Gulu – Uganda
Hotel Jojo’s Palace
Einziger Tagesordnungspunkt ist der Besuch des Lagers Atiak, sechzehn Kilometer von der sudanesischen Grenze, was sich zunächst Mal als nur schwer zu bewältigendes logistisches Problem erweist. Die eigentliche Straße, die den direkten Weg über Pabo nach Juba im Sudan führt, ist nämlich ob der momentanen Regenzeitbedingungen an mindestens einer Stelle dermaßen aufgeweicht, dass ein im Matsch steckengebliebener Trailer jetzt die Strecke in beiden Richtungen blockiert.
Es müssen sich inzwischen Unmengen LKW und Busse dort angesammelt haben, allesamt nicht in der Lage, auf der schmalen Lehmpiste zu wenden. Also besteht für uns nur die Möglichkeit, eine noch schlechter ausgebaute Umwegspiste zu nehmen, wenn wir nach Atiak wollen. Nachdem wir zwei Drittel dieser 90km langen Strecke geschafft haben, kommt uns eine Militärpatrouille entgegen, die uns rät, umzukehren. Drei Kilometer weiter blockiert ein vor zwei Tagen gestrandeter Überlandbus, der „Nile Coach“ die Piste in die eine und ein LKW in die andere Richtung. Wir beschließen, die Situation vor Ort abzuchecken und tatsächlich sieht es nicht so aus, als ginge heute noch was.
Umso überraschter sind wir, dass es ein Trupp Soldaten mit Hilfe aller Beteiligter dann doch noch schafft, eine Schneise in den Busch neben der Straße zu schlagen, durch die unser kleiner Konvoi weiter fahren kann. Diese Gegend hier war noch, bevor sich die Rebellen vor knapp einem Jahr wegen der Friedensverhandlungen in den Ostkongo zurückgezogen haben, eine ihrer Hochburgen. Diesen Umstand merkt man dann auch dem Lager Atiak an, welches in all den Bürgerkriegsjahren eins der unbeschütztesten war. Eine grausame Berühmtheit erhielt es, als es 1996 einmal mehr von der LRA überfallen wurde und diese 250 ausgewählte Männer im wehrhaften Alter massakriert hat, um den Beweis dafür abzuliefern, dass ihre Gewehre noch funktionieren.
Wir bekommen die Gelegenheit, uns in Ruhe mit den zwei überlebenden Augenzeugen dieses Massakers zu unterhalten, wie auch mit vier ehemaligen, zwangsrekrutierten Kindersoldaten, von denen nur einer den Eindruck macht, wieder halbwegs mit sich selbst im Reinen zu sein. Besonders die beiden Mädchen wirken gebrochen. Natürlich habe ich keinen blassen Schimmer, wie man wieder halbwegs zurück in die Spur kommen soll, wenn man so was durchgemacht hat.
Nachdem dann kurz vor unserer Rückfahrt die obligatorische Child-Mother-Club Tanz-und Gesangsvorführung vorbei ist und ich mich mit „Noh Gulu“ bedanke, stelle ich mitten im Song fest, dass die Leute hier gar nicht wissen, was Nightcommuter (Nachtpendler) sind, denn dafür sind sie definitiv zu weit von Gulu entfernt.

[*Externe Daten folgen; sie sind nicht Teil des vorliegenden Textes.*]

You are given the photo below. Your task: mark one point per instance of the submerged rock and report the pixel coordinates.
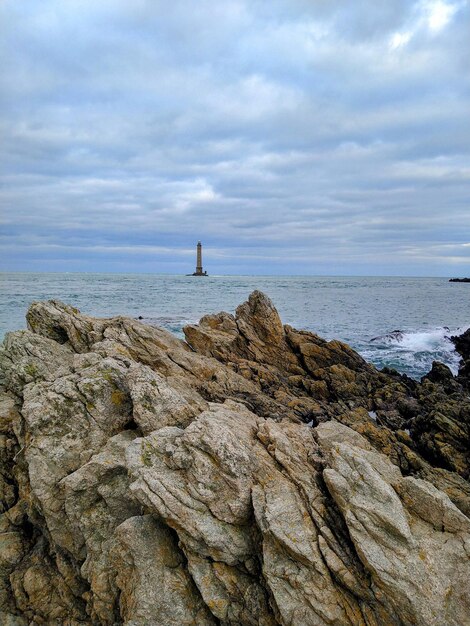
(252, 475)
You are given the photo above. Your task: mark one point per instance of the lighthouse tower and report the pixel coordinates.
(199, 271)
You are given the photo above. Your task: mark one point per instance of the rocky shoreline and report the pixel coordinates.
(253, 474)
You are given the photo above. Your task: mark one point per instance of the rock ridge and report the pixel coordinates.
(253, 474)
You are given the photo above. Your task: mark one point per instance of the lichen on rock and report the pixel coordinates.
(235, 478)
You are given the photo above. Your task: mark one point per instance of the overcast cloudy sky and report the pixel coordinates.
(290, 136)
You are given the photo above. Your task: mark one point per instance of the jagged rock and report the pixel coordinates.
(147, 480)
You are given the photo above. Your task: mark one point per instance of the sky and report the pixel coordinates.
(323, 137)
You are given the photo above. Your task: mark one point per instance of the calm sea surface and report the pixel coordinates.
(354, 309)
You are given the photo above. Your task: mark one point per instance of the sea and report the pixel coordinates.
(403, 323)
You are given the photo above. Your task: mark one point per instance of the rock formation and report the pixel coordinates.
(253, 474)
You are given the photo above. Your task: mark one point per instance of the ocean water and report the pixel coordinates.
(357, 310)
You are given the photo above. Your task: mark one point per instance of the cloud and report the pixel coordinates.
(300, 137)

Die Möglichkeit, sich vor Einbruch der Dunkelheit in von Hilfsorganisationen aufgestellte und vom Militär bewachte Zelte in die Bezirkshauptstadt zurückzuziehen hatten die Atiak-Kinder nicht einmal. Nur unzureichend von einer Handvoll schlecht ausgerüsteter Soldaten „beschützt“, mussten die Menschen hier genaugenommen zwanzig Jahre lang sich selbst überlassen klar kommen.
Zurück in Gulu sorgt dann die Übertragung des Länderspiels England-Deutschland für die endgültig surreale Komponente dieses ereignisreichen Tages.